The point in the comment that bothered me the most was that I have ‘ideas above my station’. So, what exactly is my ‘station’ in life? Do tell. I’m all ears. I come from a working class family with middle class cultural interests and live in a reasonably expensive, predominantly white area in the countryside (it was my grandparents’ house which my parents bought off my mom’s brother after my grandmother died). We have a huge back garden, live next door to lakes and a park. My parents both only work part time as they have no mortgage. We all have a lot of hobbies and don’t do things together as a family very often as we’re all perfectly happy entertaining ourselves, but we do like to go out to posh pubs, visit the theatre and sometimes a nice country house.

That said, my mom is a housekeeping supervisor in a hospital, and works as a cleaner and a gardener for other people. My dad sells antiques, but also works in a pub as a barman.

Interesting class boundaries, wouldn’t you agree?

There is no such thing as a ‘station in life’. That is Victorian, class-ridden crap. If no one wished to better themselves or their situation, we’d all still be roaming around the world like nomads, living in caves (this is also the argument to ‘If it’s not broken don’t fix it’).

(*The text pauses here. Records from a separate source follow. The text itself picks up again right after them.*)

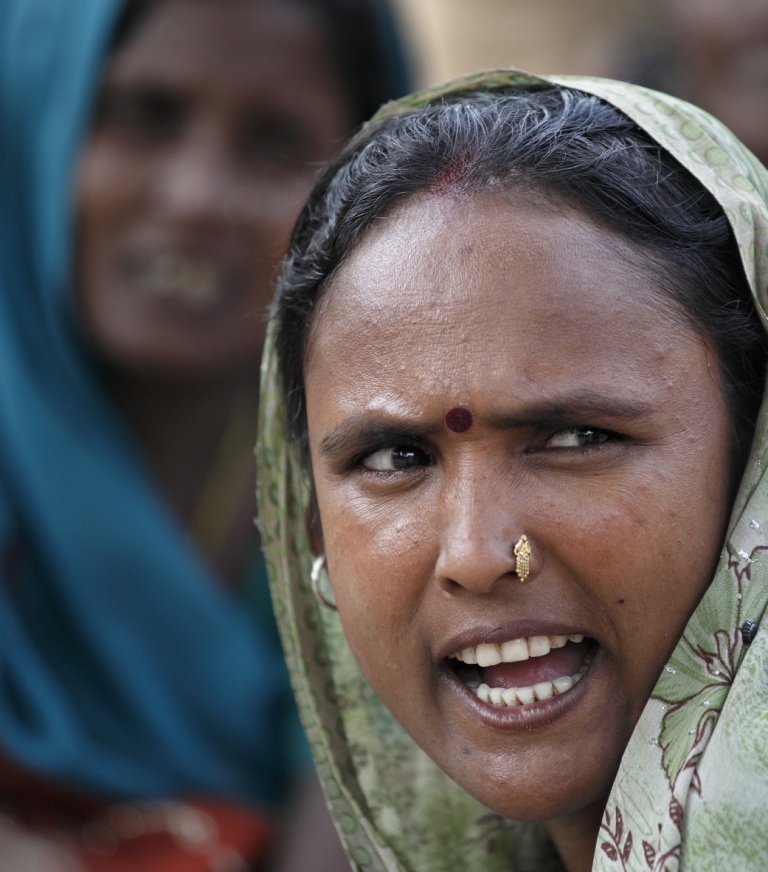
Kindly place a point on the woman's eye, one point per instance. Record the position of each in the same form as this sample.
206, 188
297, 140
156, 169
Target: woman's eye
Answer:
578, 437
397, 457
145, 113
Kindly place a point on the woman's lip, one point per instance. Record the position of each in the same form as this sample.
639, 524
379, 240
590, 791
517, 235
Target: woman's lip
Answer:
186, 274
470, 638
522, 717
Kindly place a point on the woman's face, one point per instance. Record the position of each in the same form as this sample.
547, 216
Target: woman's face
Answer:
213, 119
598, 430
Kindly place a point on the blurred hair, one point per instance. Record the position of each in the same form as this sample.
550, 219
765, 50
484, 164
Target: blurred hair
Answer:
549, 143
363, 43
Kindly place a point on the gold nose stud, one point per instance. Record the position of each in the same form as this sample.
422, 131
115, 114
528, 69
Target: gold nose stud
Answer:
522, 558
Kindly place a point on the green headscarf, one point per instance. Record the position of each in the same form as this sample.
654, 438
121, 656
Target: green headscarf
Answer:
692, 789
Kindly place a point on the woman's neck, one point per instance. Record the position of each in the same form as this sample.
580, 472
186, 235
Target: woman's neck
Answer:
575, 836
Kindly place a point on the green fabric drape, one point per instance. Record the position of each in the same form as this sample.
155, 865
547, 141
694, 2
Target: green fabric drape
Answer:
692, 789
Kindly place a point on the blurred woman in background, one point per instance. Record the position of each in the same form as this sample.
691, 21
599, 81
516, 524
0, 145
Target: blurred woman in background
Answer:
140, 662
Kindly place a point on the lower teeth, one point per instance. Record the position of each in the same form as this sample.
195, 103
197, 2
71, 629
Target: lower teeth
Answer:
508, 697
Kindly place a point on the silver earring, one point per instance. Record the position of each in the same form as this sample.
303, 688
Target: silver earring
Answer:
318, 565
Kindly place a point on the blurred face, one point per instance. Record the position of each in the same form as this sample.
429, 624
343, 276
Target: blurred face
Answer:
213, 118
476, 372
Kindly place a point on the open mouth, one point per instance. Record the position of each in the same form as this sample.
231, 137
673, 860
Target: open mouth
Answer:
524, 670
195, 281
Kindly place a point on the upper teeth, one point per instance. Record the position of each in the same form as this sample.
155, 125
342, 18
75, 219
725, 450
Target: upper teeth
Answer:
198, 281
489, 654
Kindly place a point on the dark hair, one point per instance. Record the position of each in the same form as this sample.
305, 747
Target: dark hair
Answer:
559, 143
363, 41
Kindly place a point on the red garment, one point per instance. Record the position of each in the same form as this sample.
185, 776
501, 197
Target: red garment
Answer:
51, 828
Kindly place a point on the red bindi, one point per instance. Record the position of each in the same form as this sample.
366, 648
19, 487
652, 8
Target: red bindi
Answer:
459, 419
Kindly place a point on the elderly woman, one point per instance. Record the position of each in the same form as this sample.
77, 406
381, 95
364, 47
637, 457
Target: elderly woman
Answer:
514, 382
155, 154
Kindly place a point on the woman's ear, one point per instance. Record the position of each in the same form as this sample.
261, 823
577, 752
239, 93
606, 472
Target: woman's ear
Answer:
314, 526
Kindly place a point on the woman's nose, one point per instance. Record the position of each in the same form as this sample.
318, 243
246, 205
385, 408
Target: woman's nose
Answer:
195, 183
479, 533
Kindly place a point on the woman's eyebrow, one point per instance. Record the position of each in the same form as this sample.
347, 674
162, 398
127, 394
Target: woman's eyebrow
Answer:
578, 407
360, 431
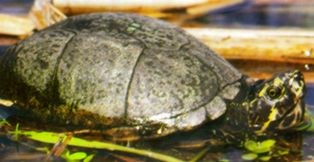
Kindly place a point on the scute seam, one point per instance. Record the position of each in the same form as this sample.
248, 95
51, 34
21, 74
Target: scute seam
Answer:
126, 98
54, 80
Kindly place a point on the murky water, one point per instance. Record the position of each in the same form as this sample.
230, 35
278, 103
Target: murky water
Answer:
301, 145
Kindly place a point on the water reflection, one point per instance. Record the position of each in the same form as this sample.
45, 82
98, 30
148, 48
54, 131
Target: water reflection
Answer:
272, 14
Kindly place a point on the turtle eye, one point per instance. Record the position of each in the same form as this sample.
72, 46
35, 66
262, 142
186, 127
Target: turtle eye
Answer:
274, 92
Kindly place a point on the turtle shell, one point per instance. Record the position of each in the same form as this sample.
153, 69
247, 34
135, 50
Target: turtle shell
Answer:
119, 71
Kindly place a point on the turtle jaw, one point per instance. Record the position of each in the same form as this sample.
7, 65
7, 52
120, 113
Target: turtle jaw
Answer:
278, 103
295, 116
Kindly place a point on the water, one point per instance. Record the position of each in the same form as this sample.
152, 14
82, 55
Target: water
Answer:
301, 145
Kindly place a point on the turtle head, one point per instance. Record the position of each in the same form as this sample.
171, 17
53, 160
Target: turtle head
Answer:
277, 104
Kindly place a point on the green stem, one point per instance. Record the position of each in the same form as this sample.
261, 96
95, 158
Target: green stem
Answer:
200, 154
50, 137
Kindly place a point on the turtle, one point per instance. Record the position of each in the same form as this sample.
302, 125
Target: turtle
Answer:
133, 77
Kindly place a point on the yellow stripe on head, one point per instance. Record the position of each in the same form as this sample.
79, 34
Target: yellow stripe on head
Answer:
271, 117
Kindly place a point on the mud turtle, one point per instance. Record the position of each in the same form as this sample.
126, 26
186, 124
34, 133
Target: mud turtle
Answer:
136, 77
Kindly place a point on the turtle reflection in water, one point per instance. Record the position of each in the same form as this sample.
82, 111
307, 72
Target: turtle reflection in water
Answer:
134, 78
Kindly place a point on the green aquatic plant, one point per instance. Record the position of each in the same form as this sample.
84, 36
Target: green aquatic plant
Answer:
77, 156
261, 150
4, 122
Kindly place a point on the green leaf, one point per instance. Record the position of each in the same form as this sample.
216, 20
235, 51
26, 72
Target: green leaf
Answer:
283, 152
249, 156
77, 156
51, 137
259, 147
89, 158
4, 122
264, 158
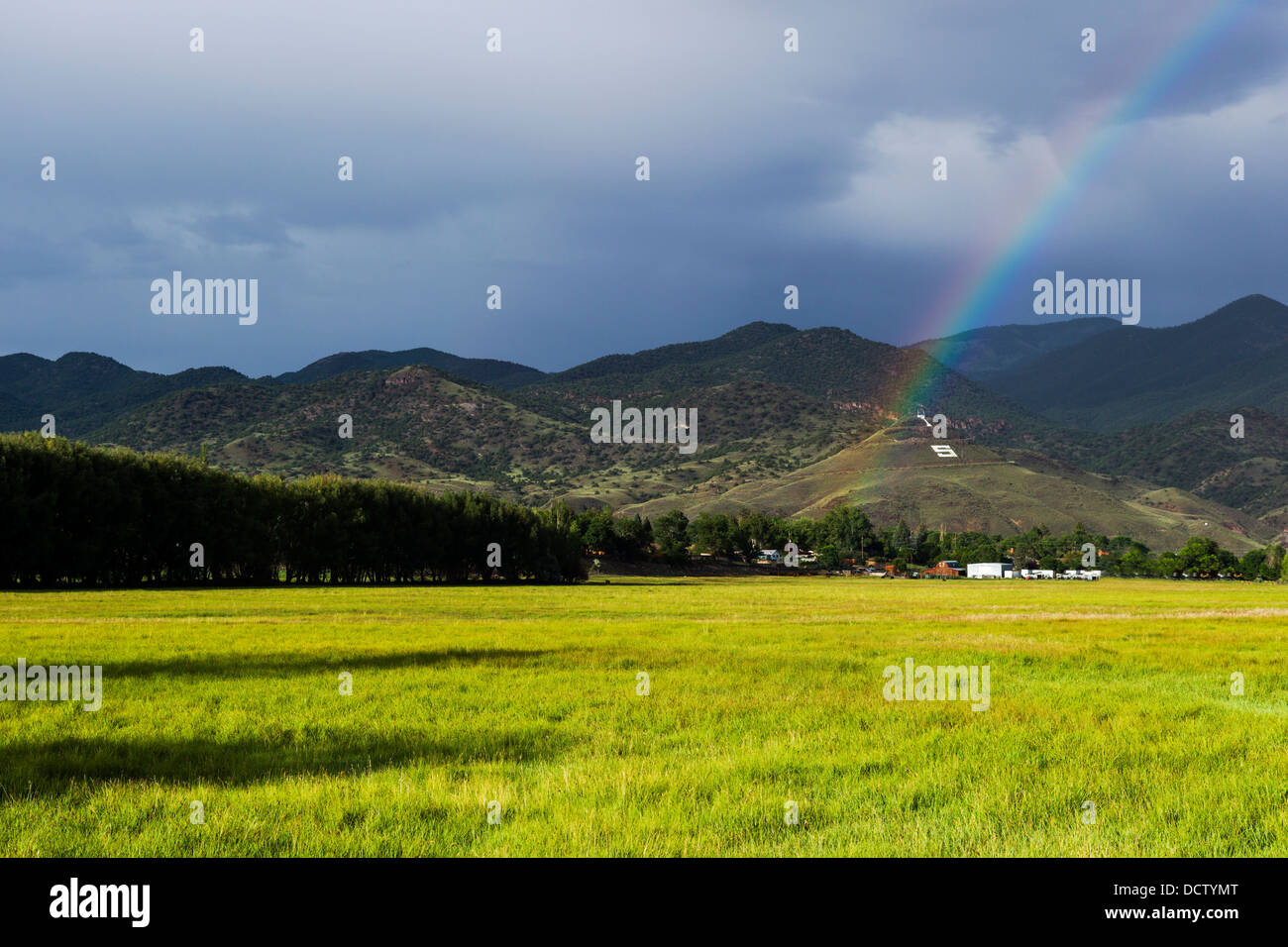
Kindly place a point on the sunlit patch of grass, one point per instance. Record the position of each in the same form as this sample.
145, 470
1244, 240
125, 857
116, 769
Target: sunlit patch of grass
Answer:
761, 690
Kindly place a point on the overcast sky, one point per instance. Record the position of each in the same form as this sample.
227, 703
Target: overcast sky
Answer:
518, 169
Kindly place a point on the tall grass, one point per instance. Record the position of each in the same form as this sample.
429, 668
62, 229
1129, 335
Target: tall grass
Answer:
761, 690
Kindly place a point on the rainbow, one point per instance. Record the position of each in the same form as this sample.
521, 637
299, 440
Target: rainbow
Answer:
973, 295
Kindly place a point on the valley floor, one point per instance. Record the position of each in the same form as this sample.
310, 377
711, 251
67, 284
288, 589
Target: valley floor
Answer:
761, 693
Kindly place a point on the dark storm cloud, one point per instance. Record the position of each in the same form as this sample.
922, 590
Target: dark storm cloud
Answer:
518, 169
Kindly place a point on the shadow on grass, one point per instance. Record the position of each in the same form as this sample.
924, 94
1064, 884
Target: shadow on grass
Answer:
233, 665
55, 767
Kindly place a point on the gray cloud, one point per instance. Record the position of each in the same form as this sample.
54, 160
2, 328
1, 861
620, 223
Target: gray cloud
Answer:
518, 169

If I want to hold out for the well-paid job, the job that enables me to pay back my university fees, the job that interests me, the job I will stay in, the job I will be good at – that is my prerogative. People can advise, they can disapprove (preferably silently, in their heads), but no one can instill their beliefs upon me. We all have different views: some people think any work is better than nothing. I think those people don’t know how to entertain themselves. Some people would rather be at work than at home, reading a book – that is not me. But if it’s you, I don’t wish to change that. We’re all different.

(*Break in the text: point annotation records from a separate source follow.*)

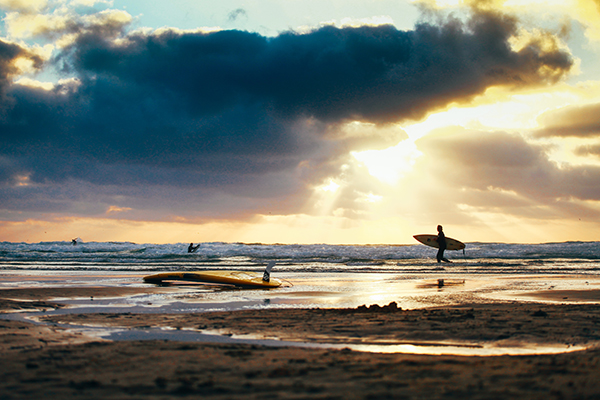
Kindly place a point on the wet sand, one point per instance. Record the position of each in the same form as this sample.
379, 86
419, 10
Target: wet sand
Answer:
47, 361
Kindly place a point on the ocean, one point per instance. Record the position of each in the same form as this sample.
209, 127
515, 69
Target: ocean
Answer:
479, 258
314, 275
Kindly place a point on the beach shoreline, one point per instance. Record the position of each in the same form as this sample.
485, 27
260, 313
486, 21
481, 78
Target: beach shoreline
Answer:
47, 358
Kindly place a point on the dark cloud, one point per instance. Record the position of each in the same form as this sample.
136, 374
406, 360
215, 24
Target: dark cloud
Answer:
574, 121
239, 114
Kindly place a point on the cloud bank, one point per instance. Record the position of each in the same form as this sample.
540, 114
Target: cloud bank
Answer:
196, 124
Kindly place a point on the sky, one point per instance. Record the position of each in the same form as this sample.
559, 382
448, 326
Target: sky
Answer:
288, 121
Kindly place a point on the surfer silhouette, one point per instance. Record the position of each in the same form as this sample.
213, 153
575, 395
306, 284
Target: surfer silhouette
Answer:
441, 239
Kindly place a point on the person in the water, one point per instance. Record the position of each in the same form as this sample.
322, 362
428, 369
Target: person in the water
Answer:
441, 239
192, 248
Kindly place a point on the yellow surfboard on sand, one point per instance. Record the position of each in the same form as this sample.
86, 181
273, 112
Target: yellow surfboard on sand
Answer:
237, 278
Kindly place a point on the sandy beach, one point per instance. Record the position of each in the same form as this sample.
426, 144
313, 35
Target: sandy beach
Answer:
49, 361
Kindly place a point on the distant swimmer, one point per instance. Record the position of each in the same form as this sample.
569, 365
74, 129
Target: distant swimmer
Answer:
441, 239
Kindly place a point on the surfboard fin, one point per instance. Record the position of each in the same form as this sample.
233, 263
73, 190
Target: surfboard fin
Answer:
267, 274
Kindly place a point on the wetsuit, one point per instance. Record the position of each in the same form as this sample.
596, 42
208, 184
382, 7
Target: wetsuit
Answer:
441, 239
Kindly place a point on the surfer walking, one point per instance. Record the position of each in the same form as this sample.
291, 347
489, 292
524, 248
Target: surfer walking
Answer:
441, 239
192, 248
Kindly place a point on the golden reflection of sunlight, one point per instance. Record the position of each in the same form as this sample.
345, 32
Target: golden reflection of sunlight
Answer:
391, 164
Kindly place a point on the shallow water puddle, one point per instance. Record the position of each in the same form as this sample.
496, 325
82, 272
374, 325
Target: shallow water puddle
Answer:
185, 335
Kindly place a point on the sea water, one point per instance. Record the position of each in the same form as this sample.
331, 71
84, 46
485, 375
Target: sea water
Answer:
481, 258
314, 275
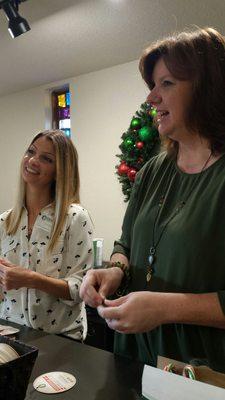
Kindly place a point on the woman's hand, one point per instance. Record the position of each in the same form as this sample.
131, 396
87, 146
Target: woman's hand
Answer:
14, 277
99, 283
134, 313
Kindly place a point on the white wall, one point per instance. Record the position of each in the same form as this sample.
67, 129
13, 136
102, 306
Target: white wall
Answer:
103, 104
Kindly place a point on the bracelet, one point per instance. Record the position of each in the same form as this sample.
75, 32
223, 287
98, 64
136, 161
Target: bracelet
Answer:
126, 277
189, 372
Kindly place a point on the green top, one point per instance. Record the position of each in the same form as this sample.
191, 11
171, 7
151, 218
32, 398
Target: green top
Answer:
190, 256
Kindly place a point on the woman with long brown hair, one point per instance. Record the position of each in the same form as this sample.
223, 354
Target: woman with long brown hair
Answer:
172, 241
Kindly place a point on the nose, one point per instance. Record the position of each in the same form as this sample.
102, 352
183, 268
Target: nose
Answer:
154, 97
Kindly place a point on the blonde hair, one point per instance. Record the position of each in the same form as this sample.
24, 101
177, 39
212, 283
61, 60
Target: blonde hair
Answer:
65, 188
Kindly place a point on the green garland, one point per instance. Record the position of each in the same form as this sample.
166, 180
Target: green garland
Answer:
139, 143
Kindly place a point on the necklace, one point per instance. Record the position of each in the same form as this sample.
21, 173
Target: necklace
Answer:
178, 208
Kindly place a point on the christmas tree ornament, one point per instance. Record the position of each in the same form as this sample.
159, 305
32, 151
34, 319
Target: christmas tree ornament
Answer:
123, 169
139, 145
131, 174
128, 143
135, 123
145, 133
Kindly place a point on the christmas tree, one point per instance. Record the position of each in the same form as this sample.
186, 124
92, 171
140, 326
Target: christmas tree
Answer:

It makes me sad that work is seen as the be all and end all of life and if you wish to spend your time doing something more intellectually worthy, you’re an economically inactive lay-about. If I have children and marry someone who can support a family on one salary, I think I’d much rather be a housewife than out working. Many, many women don’t want to do that, and that is FINE.

Why should we all be the same? Life would be very boring.